19 February 2008

from The Maytrees by Annie Dillard

lukescommonplacebook:

When he was a young boy, his mother took him along the night she went to see a fishing boat aground on Peaked Hill Bars in a storm. Frisch Fragonelle was the first to go. In the blackness Toby Maytree knew him by his narrow shape, as everyone on the beach knew every man clinging in the rigging by shape. He squinted into spray and happened to see Frisch Fragonelle let go. Seas ruptured on bars in rows behind the vessel and before it, so streaming foam silhouetted Frisch Fragonelle’s drop an instant before it covered it. He fell upright and straight as a plumb bob.

—Hell, young Toby’s mother said close by, the very hell. The whole frozen town on the beach groaned.

His father and the whole coast guards at the Peaked Hills Bar station had already tried everything: firing the breeches buoy; launching their boat into the breakers; and even launching an old whaleboat that Captain Mayo’s tractor hauled down the beach from town. At first the men hooked in cordage and spars were waving to the people on the beach, as if hallooing them in midnight high spirits, or as if pointing out their situation, or as if warming their blood by saying ate a volta, adeus, good-bye. Seas, spray, and sleet froze on them.

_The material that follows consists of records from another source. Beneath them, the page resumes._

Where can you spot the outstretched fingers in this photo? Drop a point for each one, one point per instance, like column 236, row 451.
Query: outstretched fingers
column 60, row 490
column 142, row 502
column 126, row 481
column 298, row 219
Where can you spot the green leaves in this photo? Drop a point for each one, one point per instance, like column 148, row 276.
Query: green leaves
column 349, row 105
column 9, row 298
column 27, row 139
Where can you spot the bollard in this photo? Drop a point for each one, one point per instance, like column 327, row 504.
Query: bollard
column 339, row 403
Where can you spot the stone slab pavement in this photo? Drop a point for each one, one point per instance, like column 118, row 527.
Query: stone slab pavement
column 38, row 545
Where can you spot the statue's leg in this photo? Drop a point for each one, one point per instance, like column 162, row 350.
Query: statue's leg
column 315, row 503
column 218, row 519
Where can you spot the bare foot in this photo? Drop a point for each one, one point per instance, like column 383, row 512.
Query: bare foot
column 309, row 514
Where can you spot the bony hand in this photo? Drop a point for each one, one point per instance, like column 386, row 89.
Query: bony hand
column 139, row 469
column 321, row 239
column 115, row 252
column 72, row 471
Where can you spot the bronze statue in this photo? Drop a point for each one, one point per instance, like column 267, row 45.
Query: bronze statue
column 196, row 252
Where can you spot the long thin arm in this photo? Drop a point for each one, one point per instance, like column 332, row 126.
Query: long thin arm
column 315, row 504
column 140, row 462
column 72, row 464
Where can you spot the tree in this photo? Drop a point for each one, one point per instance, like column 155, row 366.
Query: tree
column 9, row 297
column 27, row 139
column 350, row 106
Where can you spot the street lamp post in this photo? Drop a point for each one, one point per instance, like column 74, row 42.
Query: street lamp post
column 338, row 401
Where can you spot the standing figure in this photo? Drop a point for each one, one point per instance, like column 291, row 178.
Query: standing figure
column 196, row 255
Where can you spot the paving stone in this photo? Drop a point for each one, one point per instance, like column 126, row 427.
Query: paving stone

Toby and the others onshore waved and jumped and all useless else, as if their encouragement would lighten the men’s hearts, and maybe it did.

The stranded crewmen dropped all night like acorns. More groans low under the high wind. Toby saw something like laundry roll in a breaker. The next wave presented it as Frisch Fragonelle’s body. Maytree’s father and another coast guard brought it in and laid it at his wife’s boots without a word. Mothers were turning their children and heading toward town.

—Do I have to go home now? Toby was eight. He hoped she would say, Yes, darn tootin’ go home. You must shun the sight of the men of our own fleet, your friends’ fathers, dying almost an arm’s length from shore, and us helpless to save them.

His mother bent to his face and looked at him. Her face was chapped. Two wool shawls covered her head; she had wrapped her fingers in the fringes.

—No, she said. You don’t have to go home. This is part of life.

Damn, he thought—not that he would watch his neighbors drown, but that it was part of life.